The Wellness Bullshit Artist
Maya stared at the pregnancy test on her iPhone screen, the digital rendering of two pink lines somehow more devastating than the plastic stick in her hand. She was thirty-four, a senior marketing director for VitalLife Supplements, and about to become the punchline of her own career's joke.
Three hours earlier, she'd presented the quarterly strategy to the board. "We're not just selling vitamin supplements anymore," she'd said, clicking through slides of millennials doing yoga on cliffs. "We're selling aspiration. We're selling the promise that with the right nutrients, you can become your best self."
The CEO, a man who'd made his fortune in cryptocurrency before pivoting to wellness, had nodded sagely. "That's the bull, Maya. That's the fucking bull."
He meant it as praise. She'd taken it as such, smiling through the nausea that had nothing to do with morning sickness and everything to do with the way her entire industry operated—selling expensive placebos to people who were just trying to survive late-stage capitalism.
Now, in her office bathroom, she thought about the irony. She'd built her career on convincing women that the right combination of vitamins could fix anything—hormonal imbalances, career burnout, existential dread. But the one thing her prenatal vitamins couldn't fix was the conversation she needed to have with Ethan.

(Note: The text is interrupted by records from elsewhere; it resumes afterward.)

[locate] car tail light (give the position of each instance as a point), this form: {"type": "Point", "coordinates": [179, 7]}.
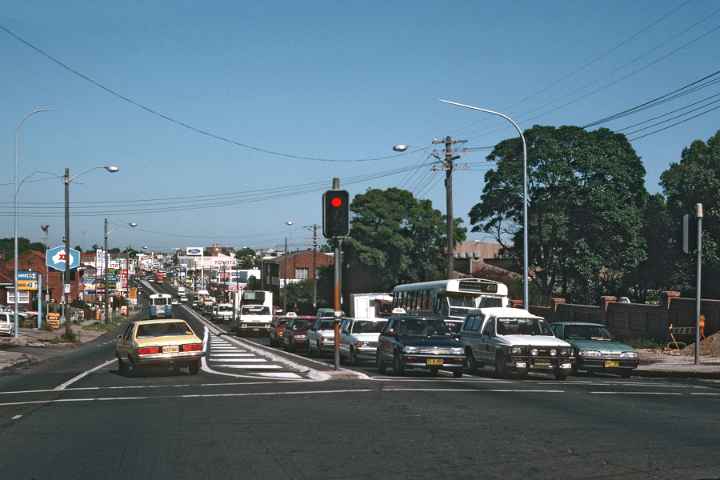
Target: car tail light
{"type": "Point", "coordinates": [191, 347]}
{"type": "Point", "coordinates": [148, 350]}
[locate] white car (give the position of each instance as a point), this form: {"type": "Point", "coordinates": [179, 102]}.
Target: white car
{"type": "Point", "coordinates": [7, 323]}
{"type": "Point", "coordinates": [321, 336]}
{"type": "Point", "coordinates": [514, 340]}
{"type": "Point", "coordinates": [359, 339]}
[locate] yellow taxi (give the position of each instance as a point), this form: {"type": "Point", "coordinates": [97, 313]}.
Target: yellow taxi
{"type": "Point", "coordinates": [158, 342]}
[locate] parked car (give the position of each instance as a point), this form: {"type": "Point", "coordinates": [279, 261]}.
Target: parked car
{"type": "Point", "coordinates": [7, 323]}
{"type": "Point", "coordinates": [513, 340]}
{"type": "Point", "coordinates": [277, 329]}
{"type": "Point", "coordinates": [169, 342]}
{"type": "Point", "coordinates": [595, 349]}
{"type": "Point", "coordinates": [411, 342]}
{"type": "Point", "coordinates": [295, 334]}
{"type": "Point", "coordinates": [359, 339]}
{"type": "Point", "coordinates": [321, 336]}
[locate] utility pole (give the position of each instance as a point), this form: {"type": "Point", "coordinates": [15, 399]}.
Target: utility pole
{"type": "Point", "coordinates": [315, 266]}
{"type": "Point", "coordinates": [105, 280]}
{"type": "Point", "coordinates": [448, 162]}
{"type": "Point", "coordinates": [68, 260]}
{"type": "Point", "coordinates": [699, 215]}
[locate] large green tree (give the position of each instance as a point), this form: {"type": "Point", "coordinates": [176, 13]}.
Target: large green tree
{"type": "Point", "coordinates": [398, 238]}
{"type": "Point", "coordinates": [586, 193]}
{"type": "Point", "coordinates": [696, 179]}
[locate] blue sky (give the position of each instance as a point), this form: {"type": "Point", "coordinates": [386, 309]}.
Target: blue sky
{"type": "Point", "coordinates": [339, 80]}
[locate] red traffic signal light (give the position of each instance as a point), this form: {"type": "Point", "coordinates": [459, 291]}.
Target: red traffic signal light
{"type": "Point", "coordinates": [336, 221]}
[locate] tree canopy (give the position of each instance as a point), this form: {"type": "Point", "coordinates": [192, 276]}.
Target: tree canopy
{"type": "Point", "coordinates": [397, 238]}
{"type": "Point", "coordinates": [586, 197]}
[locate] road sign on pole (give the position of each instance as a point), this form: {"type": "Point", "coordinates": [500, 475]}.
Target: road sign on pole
{"type": "Point", "coordinates": [56, 258]}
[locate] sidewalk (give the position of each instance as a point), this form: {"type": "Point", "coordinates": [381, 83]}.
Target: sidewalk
{"type": "Point", "coordinates": [662, 364]}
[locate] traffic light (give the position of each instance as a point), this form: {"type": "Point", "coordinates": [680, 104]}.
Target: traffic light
{"type": "Point", "coordinates": [336, 213]}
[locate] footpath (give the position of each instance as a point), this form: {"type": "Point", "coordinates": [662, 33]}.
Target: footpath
{"type": "Point", "coordinates": [35, 345]}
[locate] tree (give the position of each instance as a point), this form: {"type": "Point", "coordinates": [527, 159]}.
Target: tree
{"type": "Point", "coordinates": [247, 258]}
{"type": "Point", "coordinates": [397, 238]}
{"type": "Point", "coordinates": [586, 192]}
{"type": "Point", "coordinates": [696, 179]}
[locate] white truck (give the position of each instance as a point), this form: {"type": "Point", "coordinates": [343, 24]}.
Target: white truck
{"type": "Point", "coordinates": [255, 311]}
{"type": "Point", "coordinates": [368, 306]}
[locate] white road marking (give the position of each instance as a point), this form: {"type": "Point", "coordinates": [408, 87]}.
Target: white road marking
{"type": "Point", "coordinates": [252, 367]}
{"type": "Point", "coordinates": [82, 375]}
{"type": "Point", "coordinates": [676, 394]}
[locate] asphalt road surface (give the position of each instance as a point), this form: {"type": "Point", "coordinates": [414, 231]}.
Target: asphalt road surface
{"type": "Point", "coordinates": [76, 418]}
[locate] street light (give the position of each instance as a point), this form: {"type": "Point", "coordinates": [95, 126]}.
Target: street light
{"type": "Point", "coordinates": [526, 295]}
{"type": "Point", "coordinates": [67, 180]}
{"type": "Point", "coordinates": [18, 130]}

They'd been trying for a year. He'd wanted to stop trying last month, said they were too focused on their careers, that maybe it wasn't meant to happen. She'd agreed, even as she secretly kept taking the supplements, secretly kept hoping.
Her phone buzzed—Ethan.
"Board meeting went late," he texted. "Dinner at 8?"
She typed and deleted three responses before settling on: "Can't wait."
The pregnancy test went into the trash, buried beneath marketing reports and half-empty vitamin bottles. For now, she would sit through another meeting about quarterly projections and brand positioning. She would nod when executives used words like "synergy" and "paradigm shift." She would pretend she didn't know that the only thing more exhausting than the corporate grind was the parenthood track she'd just found herself on—where the stakes were higher, the bullshit ran deeper, and there was no marketing campaign slick enough to sell her on the idea that she was ready.
Maya washed her hands, adjusted her blazer, and walked back into her office. Her iPhone showed three missed calls from her mother. She would call later. After all, she had years to figure out how to explain that she'd spent a decade selling wellness to others while slowly breaking herself.